To make their case, AI boosters typically pitch their products in graver terms than just jobs and tax revenue. The Trump administration, prominent Democrats, and AI hyperscalers have all framed “winning the AI race” as a national security imperative, raising fears that China will beat the U.S. to achieve a mysterious state known as “artificial general intelligence,” or something even more powerful called “superintelligence.” These terms are not well defined, and neither is the material threat posed by China “winning” and the U.S. “losing.” The United States is not at war with China. China’s government does not seem especially eager to start a war with the U.S. Our government has in the last few months kidnapped a head of state, threatened to annex Greenland, and started a stupid, reckless war of aggression against Iran—a war in which it’s used AI to kill more than a hundred children. At home, ICE is using Palantir’s AI to hunt down and disappear migrants as the Trump administration demands universities hand over lists of Jews. Criticisms of China’s domestic and foreign policy shouldn’t obscure the fact that the U.S. government is already doing extraordinarily dangerous things with AI. The companies building it are under zero obligation to further the interests of the U.S. government, much less those of most of the people who live here. If something called superintelligence is indeed real, which seems doubtful, do we really want Sam Altman or Donald Trump—who threatened to wipe out an entire civilization earlier this week—to control it?

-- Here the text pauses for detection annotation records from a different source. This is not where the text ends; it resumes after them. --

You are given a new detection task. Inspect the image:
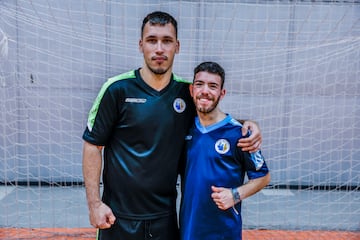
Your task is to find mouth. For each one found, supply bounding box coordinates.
[152,56,167,63]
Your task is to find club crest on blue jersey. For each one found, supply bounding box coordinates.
[173,98,186,113]
[251,151,264,170]
[215,139,230,154]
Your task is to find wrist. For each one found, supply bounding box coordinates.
[231,188,241,205]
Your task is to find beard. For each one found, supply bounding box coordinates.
[196,96,220,114]
[148,66,169,75]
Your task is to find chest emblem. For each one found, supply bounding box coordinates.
[173,98,186,113]
[215,139,230,154]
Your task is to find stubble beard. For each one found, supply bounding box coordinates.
[196,98,220,114]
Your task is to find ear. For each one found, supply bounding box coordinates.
[175,40,180,53]
[139,38,143,53]
[189,84,193,97]
[220,88,226,99]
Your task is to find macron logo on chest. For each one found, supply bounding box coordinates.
[125,98,146,103]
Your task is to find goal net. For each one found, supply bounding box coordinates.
[0,0,360,236]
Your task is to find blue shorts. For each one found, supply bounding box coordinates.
[97,215,179,240]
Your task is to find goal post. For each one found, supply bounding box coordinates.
[0,0,360,231]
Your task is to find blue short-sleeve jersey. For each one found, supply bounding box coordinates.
[83,70,195,219]
[180,115,269,240]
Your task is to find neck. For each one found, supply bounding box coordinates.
[140,67,172,91]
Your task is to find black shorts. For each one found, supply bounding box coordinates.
[97,215,179,240]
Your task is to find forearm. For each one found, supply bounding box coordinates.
[83,142,102,208]
[237,173,270,200]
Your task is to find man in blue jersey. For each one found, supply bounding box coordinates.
[180,62,270,240]
[83,12,261,240]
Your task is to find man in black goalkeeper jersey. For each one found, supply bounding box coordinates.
[83,12,261,240]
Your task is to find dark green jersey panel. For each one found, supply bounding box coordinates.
[83,70,195,219]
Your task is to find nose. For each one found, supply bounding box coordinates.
[155,41,164,52]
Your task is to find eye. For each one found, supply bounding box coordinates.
[147,38,157,44]
[209,84,218,90]
[194,82,204,88]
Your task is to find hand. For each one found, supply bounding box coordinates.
[237,121,262,153]
[89,202,116,229]
[211,186,234,210]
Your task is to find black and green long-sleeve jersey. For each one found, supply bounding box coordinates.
[83,70,195,219]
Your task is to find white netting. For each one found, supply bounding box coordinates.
[0,0,360,233]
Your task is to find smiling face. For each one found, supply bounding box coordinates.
[139,22,180,75]
[190,71,225,114]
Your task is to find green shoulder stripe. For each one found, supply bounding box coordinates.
[173,74,192,84]
[87,70,135,131]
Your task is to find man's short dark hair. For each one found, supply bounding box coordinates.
[141,11,177,38]
[193,62,225,89]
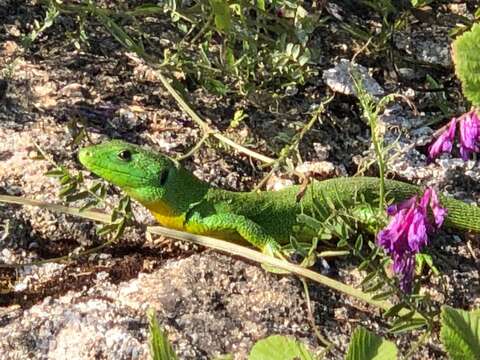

It isn’t a coincidence that AI hyperscalers in the U.S. have sold their models to the public, policymakers, and investors in terms of what’s likely to happen down the road. The prospect of a foreign power gaining access to a godlike, world-destroying entity certainly inspires more urgency than, say, B2B software, vibescoding, and AI therapists. But rather than taking executives’ predictions about an inevitable utopian/apocalyptic future at face value, conversations about the future of AI infrastructure should be grounded in what most people are presently getting out of it. For now, the answer is not much.